Заложник.
Книга первая. Стефен Орри.
Глава VII.

Заявление о нарушении
авторских прав
Автор:Кейн Х., год: 1890
Категория:Роман

Оригинал этого текста в старой орфографии. Ниже предоставлен автоматический перевод текста в новую орфографию. Оригинал можно посмотреть по ссылке: Заложник. Книга первая. Стефен Орри. Глава VII. (старая орфография)
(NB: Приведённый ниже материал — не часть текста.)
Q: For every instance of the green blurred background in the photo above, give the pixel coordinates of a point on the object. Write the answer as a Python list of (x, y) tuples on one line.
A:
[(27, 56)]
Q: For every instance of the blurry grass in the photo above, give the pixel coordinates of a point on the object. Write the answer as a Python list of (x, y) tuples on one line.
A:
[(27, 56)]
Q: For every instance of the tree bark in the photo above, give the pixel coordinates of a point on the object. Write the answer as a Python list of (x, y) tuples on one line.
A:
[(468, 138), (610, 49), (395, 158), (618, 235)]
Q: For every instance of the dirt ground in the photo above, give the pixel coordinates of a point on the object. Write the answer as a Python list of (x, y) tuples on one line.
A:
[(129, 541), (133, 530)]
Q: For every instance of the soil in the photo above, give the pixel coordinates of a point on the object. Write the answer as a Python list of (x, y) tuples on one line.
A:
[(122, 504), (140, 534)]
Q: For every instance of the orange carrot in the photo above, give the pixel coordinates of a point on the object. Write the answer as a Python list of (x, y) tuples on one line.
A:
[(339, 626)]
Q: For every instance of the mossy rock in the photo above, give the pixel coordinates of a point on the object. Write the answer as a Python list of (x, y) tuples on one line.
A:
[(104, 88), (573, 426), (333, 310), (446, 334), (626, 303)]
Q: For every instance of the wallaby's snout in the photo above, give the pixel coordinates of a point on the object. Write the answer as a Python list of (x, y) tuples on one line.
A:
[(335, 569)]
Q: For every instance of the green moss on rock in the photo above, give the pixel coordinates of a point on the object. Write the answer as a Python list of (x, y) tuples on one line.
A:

Предыдущая страницаОглавлениеСледующая страница

VII.

Не для одного только Стефена имела важное значение перемена в жизни малютки Михаила Кудрявчика: его усыновление повлекло за собою большие перемены в семейных условиях Адама Фэрбрезера.

Двадцать четыре года прожил он со своей женою, женщиной резкой и своевольной, в наружном согласии, умея уступать ей в мелочах и мириться с шероховатостями её довольно сухого нрава. Её энергии он был отчасти обязан тем, что был избран в вице-губернаторы; она съумела отчасти убедит его, что это даже полезно для его же детей, и он подчинился необходимости оставить свое любимое независимое занятие - земледелие. Руфь также иногда поступалась кое-какими мелочами, чтобы не нарушать домашняго мира, но такого безобразия, такого потворства лентяям и гнусным бабам, как усыновление ребенка из этой среды, зараженной пороком, - она не могла и не хотела снести! Внутренняя рознь между Адамом и его женою обозначилась теперь резко и определенно и уже не проходила до конца их жизни.

* * *

Между тем малютка Кудрявчик сжился с новой обстановкой и в один год изменился к лучшему до неузнаваемости. Он располнел, оживился; счастливое выражение не сходило с его свежого, чрезвычайно привлекательного личика; он с утра до вечера прыгал по всему дому и щебетал, как птичка; его ласка очаровывала всех, и даже враждебно настроенная м-сс Фэрбрезер не могла оставаться совершенно равнодушной к ней.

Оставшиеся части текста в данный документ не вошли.